New PAC study examines environmental impact of single-serve versus traditional brewed coffee


Although single-serve coffee has soared in popularity in recent years, the brewing method has also earned a bad rep for the amount of packaging waste it generates. New research from PAC, Packaging Consortium, however, reveals single-serve might be the greener choice.

The new study, Life Cycle Assessment of Coffee Consumption: Comparison of Single-Serve Coffee and Bulk Coffee Brewing, examined the "full-range" of environmental impacts of growing coffee, transporting it, processing it as well as its use and disposal by consumers. Surprisingly, the study, conducted by Quantis Canada, revealed that wasted coffee and electricity consumption during brewing and heating, rather than packaging, are the key parameters in the comparison between single-serve coffee and brewed bulk coffee.

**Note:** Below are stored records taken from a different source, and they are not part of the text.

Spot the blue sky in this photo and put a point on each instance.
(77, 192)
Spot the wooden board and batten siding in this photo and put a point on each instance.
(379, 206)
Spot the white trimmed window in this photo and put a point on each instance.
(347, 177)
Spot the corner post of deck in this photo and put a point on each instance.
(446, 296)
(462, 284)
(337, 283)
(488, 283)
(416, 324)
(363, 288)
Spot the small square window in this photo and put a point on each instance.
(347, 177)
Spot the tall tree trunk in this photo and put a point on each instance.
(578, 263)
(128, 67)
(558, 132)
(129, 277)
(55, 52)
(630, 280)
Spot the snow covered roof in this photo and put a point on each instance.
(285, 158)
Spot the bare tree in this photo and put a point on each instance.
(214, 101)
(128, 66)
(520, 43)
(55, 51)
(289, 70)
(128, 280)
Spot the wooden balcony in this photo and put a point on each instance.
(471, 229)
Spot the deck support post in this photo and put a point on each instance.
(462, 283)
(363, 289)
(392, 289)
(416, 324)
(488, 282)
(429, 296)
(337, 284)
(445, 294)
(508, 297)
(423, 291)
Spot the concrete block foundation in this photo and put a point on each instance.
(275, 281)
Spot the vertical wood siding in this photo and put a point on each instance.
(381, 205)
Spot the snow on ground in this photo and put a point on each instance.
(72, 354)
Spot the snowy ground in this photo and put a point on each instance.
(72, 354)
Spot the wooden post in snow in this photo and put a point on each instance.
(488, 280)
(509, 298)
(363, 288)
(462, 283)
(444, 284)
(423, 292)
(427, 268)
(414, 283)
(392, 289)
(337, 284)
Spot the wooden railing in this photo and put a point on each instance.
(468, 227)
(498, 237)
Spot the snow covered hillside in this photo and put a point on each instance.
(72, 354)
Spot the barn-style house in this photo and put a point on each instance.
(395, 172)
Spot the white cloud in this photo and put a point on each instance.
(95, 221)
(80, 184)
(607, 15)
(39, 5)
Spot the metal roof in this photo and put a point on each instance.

The research found three benefits of single-serve coffee over traditional brewed coffee:

  • · Single-serve coffee uses an exact serving of fresh coffee in a controlled process-leading to minimal coffee waste;

  • · Drip-brewed coffee is consumer controlled and consumers are more likely to prepare more coffee than they need with leftovers going down the sink; and

  • · Bulk brewing systems typically use a hot plate to keep coffee warm and can use more energy than single-serve systems.

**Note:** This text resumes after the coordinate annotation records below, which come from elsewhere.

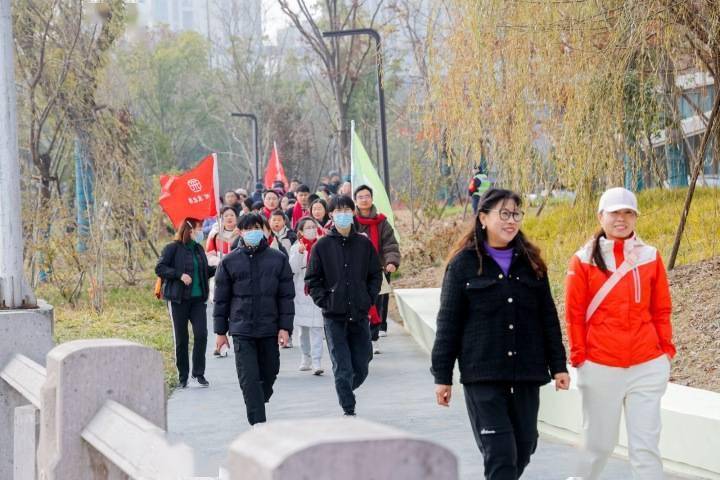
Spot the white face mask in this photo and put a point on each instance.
(310, 234)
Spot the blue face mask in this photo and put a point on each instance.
(343, 219)
(252, 238)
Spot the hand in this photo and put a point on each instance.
(443, 393)
(283, 338)
(221, 340)
(562, 381)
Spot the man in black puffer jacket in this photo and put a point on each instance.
(344, 279)
(254, 295)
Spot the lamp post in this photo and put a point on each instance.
(253, 118)
(381, 90)
(14, 289)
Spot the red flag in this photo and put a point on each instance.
(194, 194)
(274, 170)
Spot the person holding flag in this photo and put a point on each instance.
(183, 268)
(382, 235)
(185, 272)
(271, 202)
(302, 206)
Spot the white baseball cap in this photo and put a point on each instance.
(618, 198)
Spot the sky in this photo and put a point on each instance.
(274, 19)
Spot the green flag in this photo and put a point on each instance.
(362, 172)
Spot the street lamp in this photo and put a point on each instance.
(252, 117)
(381, 90)
(14, 289)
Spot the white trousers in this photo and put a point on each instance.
(311, 339)
(605, 392)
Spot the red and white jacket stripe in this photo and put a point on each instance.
(632, 325)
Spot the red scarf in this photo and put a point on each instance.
(298, 213)
(308, 246)
(373, 230)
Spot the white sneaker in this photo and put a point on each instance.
(305, 365)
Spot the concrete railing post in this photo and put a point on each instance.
(30, 333)
(328, 449)
(81, 376)
(27, 423)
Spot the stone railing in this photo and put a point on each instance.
(690, 440)
(97, 410)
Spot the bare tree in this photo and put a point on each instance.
(342, 59)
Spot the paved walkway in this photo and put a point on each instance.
(398, 392)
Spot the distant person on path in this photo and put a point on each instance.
(220, 239)
(319, 211)
(257, 194)
(498, 319)
(271, 202)
(231, 199)
(278, 224)
(617, 309)
(302, 206)
(479, 184)
(308, 317)
(344, 278)
(254, 303)
(184, 269)
(375, 225)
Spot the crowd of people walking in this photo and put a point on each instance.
(284, 264)
(317, 267)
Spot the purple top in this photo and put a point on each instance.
(502, 257)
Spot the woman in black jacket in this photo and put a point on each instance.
(497, 318)
(184, 269)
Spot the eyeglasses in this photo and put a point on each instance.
(505, 214)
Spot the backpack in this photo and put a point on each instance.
(158, 288)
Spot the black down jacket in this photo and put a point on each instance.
(175, 260)
(500, 328)
(254, 293)
(344, 276)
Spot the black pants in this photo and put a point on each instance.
(504, 422)
(257, 361)
(350, 351)
(195, 312)
(382, 307)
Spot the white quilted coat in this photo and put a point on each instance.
(307, 314)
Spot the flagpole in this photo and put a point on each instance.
(352, 151)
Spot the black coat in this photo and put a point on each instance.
(254, 293)
(176, 260)
(500, 328)
(239, 243)
(344, 276)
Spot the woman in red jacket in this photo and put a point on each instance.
(618, 321)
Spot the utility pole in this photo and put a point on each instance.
(14, 289)
(380, 90)
(253, 119)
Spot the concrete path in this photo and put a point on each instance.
(398, 392)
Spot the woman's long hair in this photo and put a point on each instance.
(476, 236)
(184, 233)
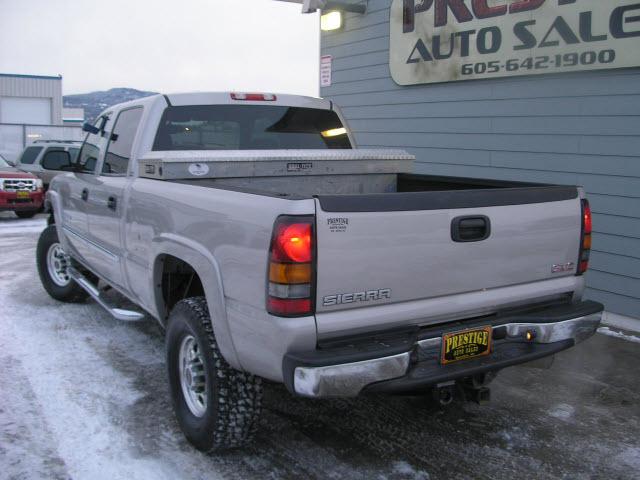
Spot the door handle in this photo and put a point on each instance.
(470, 229)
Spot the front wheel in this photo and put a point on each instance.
(53, 268)
(217, 406)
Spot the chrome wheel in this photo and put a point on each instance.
(193, 379)
(58, 265)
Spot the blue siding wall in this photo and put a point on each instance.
(579, 129)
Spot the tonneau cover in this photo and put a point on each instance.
(189, 164)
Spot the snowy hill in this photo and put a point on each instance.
(94, 102)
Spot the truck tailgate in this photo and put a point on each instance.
(388, 248)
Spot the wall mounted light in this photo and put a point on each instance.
(331, 21)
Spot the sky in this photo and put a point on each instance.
(164, 46)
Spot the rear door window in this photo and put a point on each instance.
(29, 155)
(94, 144)
(116, 161)
(73, 152)
(56, 158)
(249, 127)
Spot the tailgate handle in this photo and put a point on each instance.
(471, 228)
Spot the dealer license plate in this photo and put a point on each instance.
(465, 344)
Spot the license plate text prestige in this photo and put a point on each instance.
(466, 344)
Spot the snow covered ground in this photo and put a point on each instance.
(83, 396)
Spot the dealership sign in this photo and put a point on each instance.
(451, 40)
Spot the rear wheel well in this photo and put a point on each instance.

"We understand that people are concerned about the environmental impacts of single-serve packaging," said PAC CEO James D. Downham, in a release. "So, we wanted to support a transparent, credible study that would assess the big picture environmentally, including the impacts on the staggering global issues of food loss and waste because every time someone empties a coffee pot down the drain, the water, energy and resources used from the farm all the way to that home are going down the drain too."